Though Trone, an alumnus of the university who sits on its board of trustees, was raised Lutheran, his wife and children are Jewish. “I told him, I want to raise my family Jewish, so if that was something that he wasn’t interested in, we shouldn’t pursue this,” June Trone told Jewish Insider in 2020. “He said that was fine with him, and of course he’s been extremely supportive of my being Jewish, and the kids.”
“As an alumnus of Furman University and the father of four Jewish children, I am committed to ensuring tolerance and diversity in our nation’s higher education institutions,” Trone said in a statement to eJewishPhilanthropy. “Furman University has done an outstanding job to further these efforts on its campus, and I am confident that this funding will go a long way to support Jewish student life at my alma mater. I was also proud to donate funds to expand mental health care on campus.

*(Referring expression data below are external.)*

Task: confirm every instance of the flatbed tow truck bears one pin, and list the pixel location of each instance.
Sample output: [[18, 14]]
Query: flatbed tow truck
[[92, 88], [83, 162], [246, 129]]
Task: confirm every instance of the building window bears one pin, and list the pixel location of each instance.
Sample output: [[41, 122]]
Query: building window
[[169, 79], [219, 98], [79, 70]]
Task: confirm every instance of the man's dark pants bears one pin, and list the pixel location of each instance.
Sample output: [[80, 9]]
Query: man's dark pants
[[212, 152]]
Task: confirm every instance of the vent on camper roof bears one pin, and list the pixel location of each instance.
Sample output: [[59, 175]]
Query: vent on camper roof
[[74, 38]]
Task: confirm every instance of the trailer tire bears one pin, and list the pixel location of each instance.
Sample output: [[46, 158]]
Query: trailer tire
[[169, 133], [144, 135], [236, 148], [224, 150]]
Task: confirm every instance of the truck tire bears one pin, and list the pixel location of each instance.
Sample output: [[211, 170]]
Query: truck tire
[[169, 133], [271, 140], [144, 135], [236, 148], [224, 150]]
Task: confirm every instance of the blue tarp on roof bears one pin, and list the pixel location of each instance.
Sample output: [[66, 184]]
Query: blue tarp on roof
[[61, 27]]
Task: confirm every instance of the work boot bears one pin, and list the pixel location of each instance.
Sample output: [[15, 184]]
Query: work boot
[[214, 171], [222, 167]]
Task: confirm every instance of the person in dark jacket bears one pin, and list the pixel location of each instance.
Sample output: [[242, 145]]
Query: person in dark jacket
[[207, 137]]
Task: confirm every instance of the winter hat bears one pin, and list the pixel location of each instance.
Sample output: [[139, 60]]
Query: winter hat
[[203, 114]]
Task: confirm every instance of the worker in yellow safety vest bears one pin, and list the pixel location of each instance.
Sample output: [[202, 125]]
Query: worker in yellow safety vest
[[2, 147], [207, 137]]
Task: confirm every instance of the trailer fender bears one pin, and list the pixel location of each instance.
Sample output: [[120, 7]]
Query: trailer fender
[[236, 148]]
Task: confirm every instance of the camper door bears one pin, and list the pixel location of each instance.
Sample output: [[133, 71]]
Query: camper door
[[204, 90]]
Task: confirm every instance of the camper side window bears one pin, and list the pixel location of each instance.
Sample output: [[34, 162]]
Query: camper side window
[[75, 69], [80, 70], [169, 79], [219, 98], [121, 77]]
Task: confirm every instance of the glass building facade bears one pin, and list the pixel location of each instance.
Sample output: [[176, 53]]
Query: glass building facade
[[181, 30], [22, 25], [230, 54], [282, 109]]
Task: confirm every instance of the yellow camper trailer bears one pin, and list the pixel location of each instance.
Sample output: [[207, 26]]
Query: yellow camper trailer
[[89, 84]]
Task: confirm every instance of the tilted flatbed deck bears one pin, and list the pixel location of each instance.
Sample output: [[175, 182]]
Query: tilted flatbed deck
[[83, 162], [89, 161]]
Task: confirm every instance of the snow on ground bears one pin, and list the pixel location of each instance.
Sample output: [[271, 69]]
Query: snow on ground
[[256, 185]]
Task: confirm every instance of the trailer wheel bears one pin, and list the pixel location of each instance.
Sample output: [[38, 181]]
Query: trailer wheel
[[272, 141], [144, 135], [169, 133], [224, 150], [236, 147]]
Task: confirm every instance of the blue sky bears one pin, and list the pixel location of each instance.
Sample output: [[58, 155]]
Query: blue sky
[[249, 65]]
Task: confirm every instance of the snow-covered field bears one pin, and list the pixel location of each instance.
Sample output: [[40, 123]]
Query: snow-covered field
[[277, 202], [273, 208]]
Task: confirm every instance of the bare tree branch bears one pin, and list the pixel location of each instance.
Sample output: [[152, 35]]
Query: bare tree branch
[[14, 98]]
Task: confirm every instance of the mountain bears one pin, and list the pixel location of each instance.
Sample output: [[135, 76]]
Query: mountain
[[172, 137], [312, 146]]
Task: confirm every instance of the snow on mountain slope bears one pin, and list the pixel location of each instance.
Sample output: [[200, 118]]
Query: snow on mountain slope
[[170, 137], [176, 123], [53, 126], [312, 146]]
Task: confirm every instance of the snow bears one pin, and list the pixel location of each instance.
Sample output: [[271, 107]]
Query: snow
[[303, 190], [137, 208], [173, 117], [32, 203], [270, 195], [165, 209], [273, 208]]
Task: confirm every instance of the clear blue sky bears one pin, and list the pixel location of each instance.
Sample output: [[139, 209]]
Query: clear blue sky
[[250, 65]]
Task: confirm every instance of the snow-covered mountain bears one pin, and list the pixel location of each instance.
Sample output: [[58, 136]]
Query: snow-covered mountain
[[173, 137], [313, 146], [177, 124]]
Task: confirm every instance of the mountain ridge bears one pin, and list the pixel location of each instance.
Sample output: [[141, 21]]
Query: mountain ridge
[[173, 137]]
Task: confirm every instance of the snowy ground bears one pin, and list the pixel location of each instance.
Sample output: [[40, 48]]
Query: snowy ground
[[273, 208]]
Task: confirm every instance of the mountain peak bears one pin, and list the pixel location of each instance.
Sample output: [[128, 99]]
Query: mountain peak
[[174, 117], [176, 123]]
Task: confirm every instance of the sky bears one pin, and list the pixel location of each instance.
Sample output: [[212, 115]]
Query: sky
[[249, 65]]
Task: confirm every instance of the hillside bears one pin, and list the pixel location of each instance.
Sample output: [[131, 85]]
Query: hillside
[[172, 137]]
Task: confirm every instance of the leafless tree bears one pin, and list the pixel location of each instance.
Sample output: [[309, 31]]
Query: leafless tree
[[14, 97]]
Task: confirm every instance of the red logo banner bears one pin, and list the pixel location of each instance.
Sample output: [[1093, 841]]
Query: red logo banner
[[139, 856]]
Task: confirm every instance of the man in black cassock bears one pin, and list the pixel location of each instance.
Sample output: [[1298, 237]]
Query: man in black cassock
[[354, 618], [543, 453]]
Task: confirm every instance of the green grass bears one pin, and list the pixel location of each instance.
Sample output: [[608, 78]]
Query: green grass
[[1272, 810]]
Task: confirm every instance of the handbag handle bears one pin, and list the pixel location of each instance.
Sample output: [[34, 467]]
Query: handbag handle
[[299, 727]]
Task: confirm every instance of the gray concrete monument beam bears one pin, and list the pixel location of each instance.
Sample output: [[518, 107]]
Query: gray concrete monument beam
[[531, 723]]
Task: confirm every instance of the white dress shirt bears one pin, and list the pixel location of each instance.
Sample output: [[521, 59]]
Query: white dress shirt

Over the course of the pandemic, our students have really suffered. We must equip our nation’s future leaders with the tools to succeed after graduation and I hope this donation from our foundation will do just that.”
Said June: “By creating The Hillel Endowment Fund, we are able to expand and enhance the Furman Hillel for a more robust Jewish life for all students and the broader community.”
The JSA-Hillel has no building, and serves roughly 20 students at the university. Epstein hopes that the Hillel can channel the Trones’ donation into providing more food and holiday materials to students, such as Seder plates, dreidels, and chanukiahs.
Despite there being few Jews, Epstein says the environment on campus is positive. “I haven’t really felt lonely at all, and a lot of the people here are willing to learn more, and want to learn more, about the Jewish community,” she said. “Whenever we have a holiday coming up, everyone is very eager to get together and make sure we find a night that everyone can do [gather] so that we can all celebrate together.”
Trone has a lengthy philanthropic history. He has been a “minyan” donor to AIPAC, which requires a minimum $100,000 annual gift, and has given millions of dollars to the American Civil Liberties Union, which established the Trone Center for Justice and Equality.
Total Wine, which Trone founded in 1991, is reportedly the largest retailer of Israeli wine in the U.S.
The article was updated to include comment from Rep. David Trone.